DESCRIPTION (provided by applicant): Loss of specific SWI/SNF subunits is associated with compromised differentiation, aberrant proliferation and tumorigenesis. SWI/SNF chromatin remodeling complexes are recruited to DNA by selected sequence-specific transcription factors, and use the power of ATP hydrolysis to alter chromatin structure and gene transcription. Each SWI/SNF complex is composed of a combinatorial assembly of a central ATPase (either BRM of BRG1), and approximately 8-10 associated proteins (deemed BAFs, for BRG1 associated factors), which lend specificity to SWI/SNF action. Animal models have revealed that BRM is typically expressed in differentiated cells, whereas BRG1 is preferentially expressed in undifferentiated cell types. Accordingly, prostatic luminal epithelial cells express BRM but not BRG1. Although alterations of the BRM locus have not been studied, the region containing BRM (9p22-24) is known to be lost in human prostate cancer. Moreover, monosomy of chromosome 9 has been observed with high frequency. We have previously demonstrated that BRM-associated SWI/SNF complexes regulate critical transcription factors associated with prostate cancer progression and development. First, we demonstrated that BRM is required for the ability of the androgen receptor (AR) to stimulate target gene transcription. Second, we and others demonstrated that the retinoblastoma tumor suppressor protein (RB) requires SWI/SNF to halt cell cycle progression. Given the important roles of AR and RB in governing androgen dependent proliferation and differentiation, we probed the impact of BRM loss in vivo on cellular proliferation in the prostate. Using Brm -/- mice we demonstrate that ablation of BRM function results in early, significant hyperplasia with potential invasion and hypersensitivity to androgen. We also present data to demonstrate that BRM expression is reduced in prostate cancer. These data support the hypothesis that BRM serves an important growth suppressive function in the prostate. Given the paucity of models for prostatic hyperplasia and cancer, this exploratory R21 proposal is designed to: 1) characterize the hyperplastic lesions observed in Brm -/- mice and 2) directly establish the impact of BRM loss on prostatic epithelial cells using tissue recombination. The studies described will establish the utility of this model for analysis of prostate cancer, and reveal the biological consequence of BRM loss in the prostate.
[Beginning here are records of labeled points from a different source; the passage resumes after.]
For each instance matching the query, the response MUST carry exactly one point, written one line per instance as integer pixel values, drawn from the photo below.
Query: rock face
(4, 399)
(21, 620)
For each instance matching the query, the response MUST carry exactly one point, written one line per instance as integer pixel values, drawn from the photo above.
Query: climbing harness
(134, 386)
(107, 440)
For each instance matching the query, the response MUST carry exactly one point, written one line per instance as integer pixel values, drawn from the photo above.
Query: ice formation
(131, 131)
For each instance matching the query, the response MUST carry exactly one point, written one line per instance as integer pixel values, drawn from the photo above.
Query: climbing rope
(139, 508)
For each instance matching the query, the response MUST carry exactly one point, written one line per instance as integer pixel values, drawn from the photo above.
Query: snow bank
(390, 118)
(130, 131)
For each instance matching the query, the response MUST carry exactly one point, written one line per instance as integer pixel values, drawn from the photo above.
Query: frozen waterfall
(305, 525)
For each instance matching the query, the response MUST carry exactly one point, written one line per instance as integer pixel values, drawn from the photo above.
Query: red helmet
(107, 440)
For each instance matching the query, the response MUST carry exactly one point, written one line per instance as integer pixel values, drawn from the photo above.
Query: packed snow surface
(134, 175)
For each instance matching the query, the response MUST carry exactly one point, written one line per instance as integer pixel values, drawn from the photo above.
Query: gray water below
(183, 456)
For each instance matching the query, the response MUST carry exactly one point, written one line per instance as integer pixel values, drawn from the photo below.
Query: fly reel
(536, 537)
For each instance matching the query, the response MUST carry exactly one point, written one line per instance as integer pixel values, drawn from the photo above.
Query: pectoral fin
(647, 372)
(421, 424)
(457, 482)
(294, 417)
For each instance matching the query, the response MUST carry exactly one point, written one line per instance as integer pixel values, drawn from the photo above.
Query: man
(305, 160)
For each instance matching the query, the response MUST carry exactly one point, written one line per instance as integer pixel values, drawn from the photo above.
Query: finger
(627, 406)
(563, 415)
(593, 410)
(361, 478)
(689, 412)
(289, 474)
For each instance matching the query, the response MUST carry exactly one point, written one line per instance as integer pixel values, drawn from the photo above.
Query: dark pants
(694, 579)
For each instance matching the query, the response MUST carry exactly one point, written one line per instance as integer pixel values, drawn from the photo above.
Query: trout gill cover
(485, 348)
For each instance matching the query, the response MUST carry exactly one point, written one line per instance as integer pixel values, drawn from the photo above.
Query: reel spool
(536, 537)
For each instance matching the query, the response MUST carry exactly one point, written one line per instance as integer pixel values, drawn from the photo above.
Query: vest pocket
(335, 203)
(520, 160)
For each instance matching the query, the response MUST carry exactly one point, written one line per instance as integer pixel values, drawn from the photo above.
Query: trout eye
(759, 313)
描述（由申请人提供）：特定 SWI/SNF 亚基的丢失与分化受损、异常增殖和肿瘤发生有关。 SWI/SNF 染色质重塑复合物通过选定的序列特异性转录因子被招募至 DNA，并利用 ATP 水解的力量来改变染色质结构和基因转录。每个 SWI/SNF 复合物由中央 ATP 酶（BRG1 的 BRM）和大约 8-10 个相关蛋白（对于 BRG1 相关因子，被视为 BAF）的组合组装组成，这为 SWI/SNF 作用提供了特异性。动物模型表明，BRM 通常在分化细胞中表达，而 BRG1 优先在未分化细胞类型中表达。因此，前列腺管腔上皮细胞表达 BRM 但不表达 BRG1。尽管尚未研究 BRM 基因座的改变，但已知含有 BRM (9p22-24) 的区域在人类前列腺癌中丢失。此外，9号染色体的单体性已被频繁观察到。我们之前已经证明，BRM 相关的 SWI/SNF 复合物调节与前列腺癌进展和发展相关的关键转录因子。首先，我们证明 BRM 是雄激素受体 (AR) 刺激靶基因转录的能力所必需的。其次，我们和其他人证明视网膜母细胞瘤肿瘤抑制蛋白 (RB) 需要 SWI/SNF 来阻止细胞周期进展。鉴于 AR 和 RB 在控制雄激素依赖性增殖和分化中的重要作用，我们探讨了体内 BRM 损失对前列腺细胞增殖的影响。使用 Brm -/- 小鼠，我们证明 BRM 功能的消除会导致早期显着的增生，并具有潜在的侵袭性和对雄激素的超敏性。我们还提供数据证明 BRM 表达在前列腺癌中降低。这些数据支持这样的假设：BRM 在前列腺中具有重要的生长抑制功能。鉴于前列腺增生和癌症模型的缺乏，这一探索性 R21 提案旨在：1）表征在 Brm -/- 小鼠中观察到的增生性病变，2）利用组织重组直接确定 BRM 损失对前列腺上皮细胞的影响。所描述的研究将建立该模型在前列腺癌分析中的实用性，并揭示前列腺中 BRM 损失的生物学后果。